Seharusnya pemerintah desa berinisiatif menempatkan perpustakaan-perpustakaan desa di tempat yang mudah di akses masyarakat dan tidak ada batasan untuk siapa saja mengaksesnya. Karena saya berpikir bahwa perpustakaan desa dihadirkan sebagai solusi untuk menarik minat baca masyarakat, maka darinya jangan dijadikan sebagai hal yang reme-teme yang justru disorientasi. Namun pada sisi yang lain TBM (Taman baca masyarakat) atau komunitas baca didesa lebih epektif melaksanakan tugas-tugas pembangunan literasi di desa. Hal ini menjadi hal yang sangat berharga untuk kemajuan dunia literasi ke depan.

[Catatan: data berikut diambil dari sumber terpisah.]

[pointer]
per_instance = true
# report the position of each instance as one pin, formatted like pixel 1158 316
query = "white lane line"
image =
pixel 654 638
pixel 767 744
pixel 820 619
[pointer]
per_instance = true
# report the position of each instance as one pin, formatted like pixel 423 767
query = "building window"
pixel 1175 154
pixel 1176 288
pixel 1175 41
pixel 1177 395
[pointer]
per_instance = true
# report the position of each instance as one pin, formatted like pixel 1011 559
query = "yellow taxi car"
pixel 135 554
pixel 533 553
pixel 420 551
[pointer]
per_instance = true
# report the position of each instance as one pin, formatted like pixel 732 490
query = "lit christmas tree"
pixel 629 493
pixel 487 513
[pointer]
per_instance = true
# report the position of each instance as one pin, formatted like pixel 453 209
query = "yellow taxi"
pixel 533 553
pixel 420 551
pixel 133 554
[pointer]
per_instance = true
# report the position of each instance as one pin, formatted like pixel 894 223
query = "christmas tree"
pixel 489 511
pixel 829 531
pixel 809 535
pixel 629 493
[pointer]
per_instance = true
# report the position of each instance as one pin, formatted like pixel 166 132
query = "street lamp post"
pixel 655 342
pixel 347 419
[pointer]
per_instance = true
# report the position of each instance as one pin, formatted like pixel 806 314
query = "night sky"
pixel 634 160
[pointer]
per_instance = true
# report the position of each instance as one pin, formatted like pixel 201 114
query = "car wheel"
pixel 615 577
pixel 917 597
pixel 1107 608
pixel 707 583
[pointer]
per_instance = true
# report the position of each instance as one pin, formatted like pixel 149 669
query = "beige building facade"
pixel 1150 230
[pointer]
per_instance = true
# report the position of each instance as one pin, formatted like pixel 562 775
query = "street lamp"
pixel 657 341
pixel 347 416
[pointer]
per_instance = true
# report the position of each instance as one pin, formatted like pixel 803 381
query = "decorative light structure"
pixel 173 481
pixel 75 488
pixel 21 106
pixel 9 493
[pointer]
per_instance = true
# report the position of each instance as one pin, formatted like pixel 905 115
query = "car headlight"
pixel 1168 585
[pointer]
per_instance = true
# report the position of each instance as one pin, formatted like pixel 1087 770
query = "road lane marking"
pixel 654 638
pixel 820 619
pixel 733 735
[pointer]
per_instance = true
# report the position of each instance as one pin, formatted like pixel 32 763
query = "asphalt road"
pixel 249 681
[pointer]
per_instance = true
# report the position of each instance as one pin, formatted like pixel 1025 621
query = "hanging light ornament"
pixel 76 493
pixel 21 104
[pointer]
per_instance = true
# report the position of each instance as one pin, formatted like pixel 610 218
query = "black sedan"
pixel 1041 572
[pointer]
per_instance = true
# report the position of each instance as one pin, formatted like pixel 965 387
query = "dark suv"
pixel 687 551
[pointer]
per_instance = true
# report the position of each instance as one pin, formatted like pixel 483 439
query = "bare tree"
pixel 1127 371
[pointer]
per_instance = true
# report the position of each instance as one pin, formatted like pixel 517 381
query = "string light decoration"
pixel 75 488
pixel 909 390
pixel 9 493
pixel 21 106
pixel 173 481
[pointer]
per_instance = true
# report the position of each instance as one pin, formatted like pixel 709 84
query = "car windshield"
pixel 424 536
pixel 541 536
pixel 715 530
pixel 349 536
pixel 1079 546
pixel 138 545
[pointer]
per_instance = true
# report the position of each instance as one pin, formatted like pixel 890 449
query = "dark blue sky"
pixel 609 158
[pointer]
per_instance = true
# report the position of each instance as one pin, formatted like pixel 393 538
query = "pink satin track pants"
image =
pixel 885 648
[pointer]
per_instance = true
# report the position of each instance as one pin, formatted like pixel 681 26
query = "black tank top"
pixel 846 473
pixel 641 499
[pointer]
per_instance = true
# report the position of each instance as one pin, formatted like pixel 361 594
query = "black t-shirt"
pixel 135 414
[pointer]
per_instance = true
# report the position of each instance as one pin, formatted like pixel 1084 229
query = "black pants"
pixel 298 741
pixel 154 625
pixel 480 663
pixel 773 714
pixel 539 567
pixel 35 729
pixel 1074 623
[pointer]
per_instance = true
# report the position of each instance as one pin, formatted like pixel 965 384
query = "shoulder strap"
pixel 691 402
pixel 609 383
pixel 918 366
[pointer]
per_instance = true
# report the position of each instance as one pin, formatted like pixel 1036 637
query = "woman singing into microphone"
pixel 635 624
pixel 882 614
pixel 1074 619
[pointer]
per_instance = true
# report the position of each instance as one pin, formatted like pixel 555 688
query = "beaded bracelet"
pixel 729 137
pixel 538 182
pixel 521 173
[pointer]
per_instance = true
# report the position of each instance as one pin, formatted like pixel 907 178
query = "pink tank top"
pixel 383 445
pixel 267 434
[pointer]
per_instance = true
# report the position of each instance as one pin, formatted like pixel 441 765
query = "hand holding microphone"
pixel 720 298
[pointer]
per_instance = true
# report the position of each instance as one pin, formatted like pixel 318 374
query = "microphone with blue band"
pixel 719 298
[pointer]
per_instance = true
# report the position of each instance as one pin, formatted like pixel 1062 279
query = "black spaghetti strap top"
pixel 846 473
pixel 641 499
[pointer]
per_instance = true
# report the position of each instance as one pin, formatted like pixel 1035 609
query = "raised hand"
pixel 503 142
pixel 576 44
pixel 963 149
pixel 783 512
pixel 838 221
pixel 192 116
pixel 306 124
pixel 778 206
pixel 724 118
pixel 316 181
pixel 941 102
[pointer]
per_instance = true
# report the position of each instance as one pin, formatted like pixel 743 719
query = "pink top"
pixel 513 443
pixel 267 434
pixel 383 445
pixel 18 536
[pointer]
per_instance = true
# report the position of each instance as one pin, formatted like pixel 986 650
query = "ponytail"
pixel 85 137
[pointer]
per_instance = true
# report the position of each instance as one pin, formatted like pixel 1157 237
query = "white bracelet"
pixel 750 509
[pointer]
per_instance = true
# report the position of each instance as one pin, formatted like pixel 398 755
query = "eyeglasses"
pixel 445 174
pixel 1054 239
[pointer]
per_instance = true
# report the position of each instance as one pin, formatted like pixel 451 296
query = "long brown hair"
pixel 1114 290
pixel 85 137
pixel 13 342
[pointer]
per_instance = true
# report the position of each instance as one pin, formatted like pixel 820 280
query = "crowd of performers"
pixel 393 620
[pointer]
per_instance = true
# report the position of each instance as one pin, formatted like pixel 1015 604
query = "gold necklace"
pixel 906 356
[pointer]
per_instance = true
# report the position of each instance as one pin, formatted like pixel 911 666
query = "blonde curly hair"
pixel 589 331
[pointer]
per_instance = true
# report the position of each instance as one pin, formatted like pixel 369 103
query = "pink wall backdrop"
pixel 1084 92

Jika perpustakaan desa tetap menyajikan wajah yang seperti ini, maka bisa dipastikan perpustakaan desa hanyalah sebuah program yang utopis dan sifatnya abstrak. Lalu mengapa pemerintah desa tidak memiliki inisiatif untuk memberdayakan pegiat-pegiat literasi di desa-desa untuk mengelolah perpustakaan di desa?. Perlu kiranya reformulasi untuk memaksimalkan kehadiran perpustakaan di desa ini, sebab ini adalah fostulate untuk mengubah cara berpikir masyarakat desa. Maka, harus dimulai dari lingkup yang paling atas secara hierarkis menyajikan metodelogis yang lebih efektif dan tepat sasaran.

Namun, justru hal ini tidak hanya terjadi di lingkungan desa. Di lingkungan sekolah pun kebanyakan perpustakaan ditempatkan di kantor dan sekitar kantor. Mungkin saja secara kontroling sangat efektif, namun justru ini akan menjadi batasan tersendiri untuk siswa yang memiliki minat baca, karena psikoligi anak yang segan keberadaan guru sehingga harus mengubur keinginannya untuk menjadi kutu buku. Maka sudah seyogyanya perpustakaan di sekolah lebih inklusif. Semoga dengan tulisan ini literasi inklusif bisa sejalan dengan program-program perpustakaan yang ada didesa dan bahkan lingkup sekolah.

*) Penulis merupakan Ketum HMI Cabang Takalar.